O julgamento dos réus, acusados por causar o incêndio na boate Kiss, em Santa Maria (RS), no dia 27 de janeiro de 2013, inicia nesta quarta-feira (1). Eles respondem por homicídio simples com dolo eventual, quando não há intenção de matar, mas se assume o risco.

Além da acusação pela morte das 242 vítimas fatais, eles respondem também por 636 tentativas de homicídio. Entre às vítimas da tragédia estavam quatro catarinenses. Isabella Fiorini, Thaís Zimmermann Darif, Bruna Karine Occai e Marina de Jesus Nunes residiam na região Oeste de Santa Catarina.

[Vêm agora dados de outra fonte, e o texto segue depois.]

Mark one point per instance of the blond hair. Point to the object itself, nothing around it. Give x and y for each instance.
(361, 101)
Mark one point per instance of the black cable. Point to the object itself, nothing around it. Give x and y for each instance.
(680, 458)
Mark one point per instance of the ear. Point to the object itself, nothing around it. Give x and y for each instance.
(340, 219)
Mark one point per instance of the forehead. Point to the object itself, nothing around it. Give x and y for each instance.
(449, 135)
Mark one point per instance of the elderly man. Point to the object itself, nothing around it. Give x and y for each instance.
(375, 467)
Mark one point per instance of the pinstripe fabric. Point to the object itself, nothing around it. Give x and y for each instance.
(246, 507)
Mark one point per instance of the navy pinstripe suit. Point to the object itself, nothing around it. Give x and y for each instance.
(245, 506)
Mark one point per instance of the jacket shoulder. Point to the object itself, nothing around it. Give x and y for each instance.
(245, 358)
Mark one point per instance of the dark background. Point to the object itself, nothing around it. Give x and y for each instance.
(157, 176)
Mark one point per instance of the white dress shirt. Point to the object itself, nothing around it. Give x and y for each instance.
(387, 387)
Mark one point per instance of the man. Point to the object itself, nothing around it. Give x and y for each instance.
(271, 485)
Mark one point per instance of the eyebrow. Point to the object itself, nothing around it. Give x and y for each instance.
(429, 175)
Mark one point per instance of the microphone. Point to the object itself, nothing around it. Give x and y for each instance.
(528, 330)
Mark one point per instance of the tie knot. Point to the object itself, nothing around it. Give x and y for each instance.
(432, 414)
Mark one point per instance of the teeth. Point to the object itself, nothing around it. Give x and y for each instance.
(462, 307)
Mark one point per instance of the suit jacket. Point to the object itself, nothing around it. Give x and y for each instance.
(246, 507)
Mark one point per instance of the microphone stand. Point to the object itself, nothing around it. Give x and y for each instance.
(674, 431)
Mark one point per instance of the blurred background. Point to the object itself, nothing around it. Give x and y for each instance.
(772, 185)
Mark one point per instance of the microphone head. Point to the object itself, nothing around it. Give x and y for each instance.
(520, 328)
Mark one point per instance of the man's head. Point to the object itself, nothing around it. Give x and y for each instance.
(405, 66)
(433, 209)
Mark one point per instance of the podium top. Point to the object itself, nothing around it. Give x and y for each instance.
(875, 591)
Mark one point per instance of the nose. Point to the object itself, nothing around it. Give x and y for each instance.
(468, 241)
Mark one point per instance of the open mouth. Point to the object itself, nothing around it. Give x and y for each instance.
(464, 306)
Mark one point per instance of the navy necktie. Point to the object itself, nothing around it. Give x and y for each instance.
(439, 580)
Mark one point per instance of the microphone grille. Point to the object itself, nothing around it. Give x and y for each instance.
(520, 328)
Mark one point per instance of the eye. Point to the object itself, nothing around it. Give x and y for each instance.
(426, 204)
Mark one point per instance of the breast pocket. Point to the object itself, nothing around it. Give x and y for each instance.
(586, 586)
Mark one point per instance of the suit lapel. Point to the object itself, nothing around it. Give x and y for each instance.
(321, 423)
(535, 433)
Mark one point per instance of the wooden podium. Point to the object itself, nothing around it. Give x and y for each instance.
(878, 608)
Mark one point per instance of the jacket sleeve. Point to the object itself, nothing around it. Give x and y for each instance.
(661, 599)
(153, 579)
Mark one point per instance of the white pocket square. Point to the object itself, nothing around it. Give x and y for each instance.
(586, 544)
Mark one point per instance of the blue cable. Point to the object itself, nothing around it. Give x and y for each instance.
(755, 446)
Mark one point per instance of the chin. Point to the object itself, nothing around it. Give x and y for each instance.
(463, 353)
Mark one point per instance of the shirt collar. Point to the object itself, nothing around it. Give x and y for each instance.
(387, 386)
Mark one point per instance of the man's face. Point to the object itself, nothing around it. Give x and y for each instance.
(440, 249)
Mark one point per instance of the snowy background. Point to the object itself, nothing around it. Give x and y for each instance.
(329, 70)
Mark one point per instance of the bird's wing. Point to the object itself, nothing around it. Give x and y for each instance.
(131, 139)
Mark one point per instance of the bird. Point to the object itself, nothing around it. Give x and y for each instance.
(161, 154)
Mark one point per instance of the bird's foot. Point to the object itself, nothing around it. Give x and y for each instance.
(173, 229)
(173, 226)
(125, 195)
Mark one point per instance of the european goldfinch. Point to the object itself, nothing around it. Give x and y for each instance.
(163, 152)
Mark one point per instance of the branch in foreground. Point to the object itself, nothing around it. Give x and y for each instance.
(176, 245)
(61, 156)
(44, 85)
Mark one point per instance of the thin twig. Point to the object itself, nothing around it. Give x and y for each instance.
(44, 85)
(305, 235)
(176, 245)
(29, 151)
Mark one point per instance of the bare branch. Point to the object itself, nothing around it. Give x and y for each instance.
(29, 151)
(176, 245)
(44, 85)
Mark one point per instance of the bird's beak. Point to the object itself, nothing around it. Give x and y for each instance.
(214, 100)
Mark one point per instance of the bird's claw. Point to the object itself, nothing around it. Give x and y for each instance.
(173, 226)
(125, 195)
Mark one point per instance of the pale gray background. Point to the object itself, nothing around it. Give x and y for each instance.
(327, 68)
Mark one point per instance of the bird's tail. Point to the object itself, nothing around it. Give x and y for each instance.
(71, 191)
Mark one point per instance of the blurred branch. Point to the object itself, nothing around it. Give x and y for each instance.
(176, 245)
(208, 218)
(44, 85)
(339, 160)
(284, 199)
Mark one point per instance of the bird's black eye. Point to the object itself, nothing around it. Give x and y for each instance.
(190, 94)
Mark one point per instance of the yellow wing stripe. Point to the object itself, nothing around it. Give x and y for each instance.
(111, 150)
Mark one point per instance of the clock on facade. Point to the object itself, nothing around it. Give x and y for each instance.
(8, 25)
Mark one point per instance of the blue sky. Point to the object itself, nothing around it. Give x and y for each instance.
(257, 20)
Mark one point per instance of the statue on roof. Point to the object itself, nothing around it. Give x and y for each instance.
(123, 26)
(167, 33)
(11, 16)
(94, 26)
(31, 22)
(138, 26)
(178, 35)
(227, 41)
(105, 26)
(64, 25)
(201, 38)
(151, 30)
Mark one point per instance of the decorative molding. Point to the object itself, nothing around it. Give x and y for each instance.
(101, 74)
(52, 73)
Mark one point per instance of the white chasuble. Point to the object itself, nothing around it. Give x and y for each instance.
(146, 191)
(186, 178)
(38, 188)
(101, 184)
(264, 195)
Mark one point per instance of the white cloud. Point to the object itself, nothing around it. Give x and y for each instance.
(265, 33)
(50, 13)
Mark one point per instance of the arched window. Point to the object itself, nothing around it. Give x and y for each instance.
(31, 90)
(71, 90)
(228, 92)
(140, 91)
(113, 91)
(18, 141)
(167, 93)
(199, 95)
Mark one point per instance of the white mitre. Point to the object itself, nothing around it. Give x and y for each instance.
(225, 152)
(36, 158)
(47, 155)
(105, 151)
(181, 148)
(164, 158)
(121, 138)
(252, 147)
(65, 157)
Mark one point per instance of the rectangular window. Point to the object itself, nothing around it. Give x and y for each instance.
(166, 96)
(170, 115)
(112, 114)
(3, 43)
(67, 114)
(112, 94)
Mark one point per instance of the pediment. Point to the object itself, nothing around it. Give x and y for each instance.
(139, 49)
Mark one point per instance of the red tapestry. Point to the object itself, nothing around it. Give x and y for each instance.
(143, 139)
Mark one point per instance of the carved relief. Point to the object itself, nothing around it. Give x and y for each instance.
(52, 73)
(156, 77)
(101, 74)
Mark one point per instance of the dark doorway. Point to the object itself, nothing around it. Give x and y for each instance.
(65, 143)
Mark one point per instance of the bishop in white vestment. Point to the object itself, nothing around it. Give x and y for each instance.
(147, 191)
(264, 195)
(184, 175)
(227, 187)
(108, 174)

Os réus são Elissandro Callegaro Spohr; Mauro Londero Hoffmann; o vocalista da banda Gurizada Fandangueira, que se apresentou naquela noite, Marcelo de Jesus dos Santos; e o produtor musical Luciano Bonilha Leão. Eles vão a júri popular no Foro Central de Porto Alegre.

 

Relembre a tragédia

A festa Agromerados marcaria a formatura de cursos como Agronomia, Veterinária e outros da Universidade Federal de Santa Maria (UFSM), no Rio Grande do Sul. Mas o que aconteceu foi uma tragédia, uma das maiores da história recente do país.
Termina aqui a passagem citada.